As a reaction to this, many cybersecurity firms have undertaken research over the years to identify general patterns in people’s password habits and how they cause vulnerability.
One such study was recently conducted by the cybersecurity company F-Secure. The company set up a number of ‘honeypot’ servers all around the world. Before we dig deep into it, let’s understand the interesting concept of Honeypot.
Honeypot servers are decoy servers that are installed into networks along with the main production system. These servers detect any possible attacks on the network, and alert the main system. Thus, the name honeypot comes from its ability to attract/detect attacks.
The study revealed that the number of attacks on the Internet of Things devices, aka IoT devices, that are connected to the internet across the world, is on the rise. The study was also able to identify the usual method used to hack into devices, as well. SMB ports and Telnet were found to be the most vulnerable ports.
Once a hacker has successfully breached a device, all they need to do is to figure out passwords.
Most commonly used passwords
The same study also analyzed the common passwords hackers try when hacking into a device.
According to the study, the first most common password that most hackers try is ‘admin’. A lot of users either don’t bother to change the predefined password of the application or platform or set it for ease of remembering. And, that’s how they make a mistake.
The other top most commonly used passwords are ‘12345’, ‘default’, ‘password’, and ‘root’.
According to F-Secure, the passwords reflect the kinds of devices hackers try to access, which are mainly routers and other devices with factory-default passwords. This makes factory default passwords another common choice for hackers.
Through other studies, a number of other patterns have been discovered in people’s passwords. One of these is ‘123456’. Passwords like ‘iloveyou’, names of animals, first names of people, and names of family members are also very common. The names of football teams are also recurring themes with ‘liverpool’ being the most common.
It’s a generally acknowledged fact that hackers are becoming smarter by the day and finding newer ways to attack potential targets. As passwords are one of the most fundamental access keys to any device or account, when strong, they can protect your privacy against prying eyes.

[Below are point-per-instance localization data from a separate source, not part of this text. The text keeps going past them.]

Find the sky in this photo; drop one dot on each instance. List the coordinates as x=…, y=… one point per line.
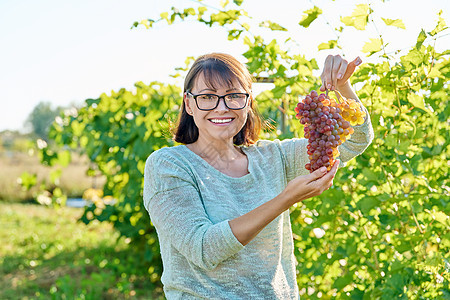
x=64, y=52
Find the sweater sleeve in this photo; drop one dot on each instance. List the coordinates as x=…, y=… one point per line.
x=177, y=212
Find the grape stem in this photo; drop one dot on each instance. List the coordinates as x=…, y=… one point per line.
x=338, y=95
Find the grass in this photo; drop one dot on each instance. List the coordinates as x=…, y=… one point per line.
x=47, y=254
x=73, y=179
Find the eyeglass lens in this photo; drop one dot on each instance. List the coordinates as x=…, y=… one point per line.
x=209, y=101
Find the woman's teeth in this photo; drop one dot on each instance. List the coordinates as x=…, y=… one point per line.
x=221, y=120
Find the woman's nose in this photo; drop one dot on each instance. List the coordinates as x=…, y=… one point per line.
x=221, y=105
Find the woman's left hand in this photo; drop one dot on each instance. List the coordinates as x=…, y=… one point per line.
x=337, y=71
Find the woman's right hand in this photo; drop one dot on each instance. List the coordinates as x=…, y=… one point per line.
x=313, y=184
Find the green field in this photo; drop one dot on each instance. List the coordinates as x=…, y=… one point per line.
x=46, y=253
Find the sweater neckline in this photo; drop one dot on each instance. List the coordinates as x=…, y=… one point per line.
x=219, y=173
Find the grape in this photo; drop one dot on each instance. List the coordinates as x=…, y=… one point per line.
x=327, y=124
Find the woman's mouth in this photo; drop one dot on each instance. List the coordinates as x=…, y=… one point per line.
x=221, y=121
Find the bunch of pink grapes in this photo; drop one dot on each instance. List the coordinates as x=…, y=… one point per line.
x=324, y=127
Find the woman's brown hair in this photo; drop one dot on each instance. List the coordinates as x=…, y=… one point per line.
x=219, y=69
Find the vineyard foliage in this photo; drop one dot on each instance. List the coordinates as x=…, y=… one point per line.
x=382, y=230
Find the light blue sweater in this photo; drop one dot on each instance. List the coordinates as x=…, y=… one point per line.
x=190, y=203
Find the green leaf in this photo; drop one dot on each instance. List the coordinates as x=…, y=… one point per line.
x=55, y=175
x=311, y=15
x=27, y=180
x=224, y=3
x=359, y=17
x=367, y=203
x=273, y=26
x=343, y=281
x=374, y=46
x=416, y=100
x=331, y=44
x=64, y=158
x=441, y=217
x=397, y=23
x=420, y=39
x=165, y=16
x=440, y=25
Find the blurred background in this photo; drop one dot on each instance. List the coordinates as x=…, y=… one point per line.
x=91, y=88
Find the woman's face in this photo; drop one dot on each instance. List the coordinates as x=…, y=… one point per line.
x=221, y=123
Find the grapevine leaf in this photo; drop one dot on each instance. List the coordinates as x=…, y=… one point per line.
x=343, y=281
x=441, y=217
x=331, y=44
x=397, y=23
x=55, y=175
x=165, y=16
x=374, y=46
x=440, y=25
x=359, y=17
x=367, y=203
x=273, y=26
x=224, y=3
x=311, y=15
x=420, y=39
x=27, y=180
x=64, y=158
x=416, y=100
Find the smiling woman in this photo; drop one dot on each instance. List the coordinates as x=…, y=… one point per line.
x=220, y=202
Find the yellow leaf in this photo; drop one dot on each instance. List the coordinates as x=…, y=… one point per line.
x=416, y=100
x=397, y=23
x=373, y=46
x=359, y=17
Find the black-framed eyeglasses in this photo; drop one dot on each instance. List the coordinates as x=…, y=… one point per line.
x=233, y=101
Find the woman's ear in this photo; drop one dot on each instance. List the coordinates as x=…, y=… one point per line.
x=187, y=104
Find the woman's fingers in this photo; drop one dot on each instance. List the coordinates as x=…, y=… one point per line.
x=326, y=73
x=337, y=71
x=350, y=69
x=326, y=181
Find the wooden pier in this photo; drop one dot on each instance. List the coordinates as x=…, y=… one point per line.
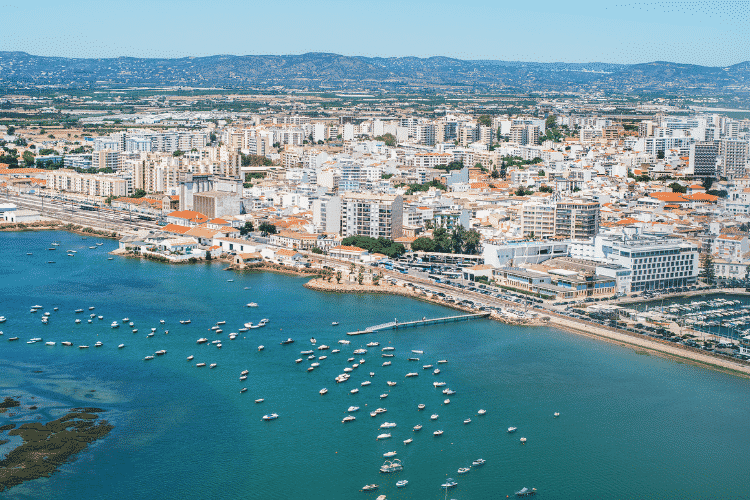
x=397, y=325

A good practice when creating passwords is to make them complex and unique. This isn’t as hard as it sounds. The general guidelines that flash to users creating new accounts suffice in coming up with a strong password. Using a mix of special characters, capital letters, numbers, and lowercase letters make a password strong.
Many people use the same password across platforms, which should be voided at all costs. This might be hard to keep track of, but will ensure greater safety in the long run.
Many browsers like Google Chrome now auto-generate strong passwords. These passwords are encrypted and saved in a secure database, are auto-filled whenever the user accesses the account and can be changed/removed easily.
For those unwilling to put the effort into creating a complex and unique password, this can be a good alternative.
However, saving passwords should always be a last resort. Password databases are the most sought after in present times. Thus, saved passwords are not entirely secure and can fall prey to breaches at any time. For Instance, many companies suffered from massive breaches due to the Heartbleed Bug in 2014, and Google was among the worst affected. Additionally, an infographic by DigitalGuardian illustrated how sharing too much information on the internet, especially social media makes users vulnerable to hackers.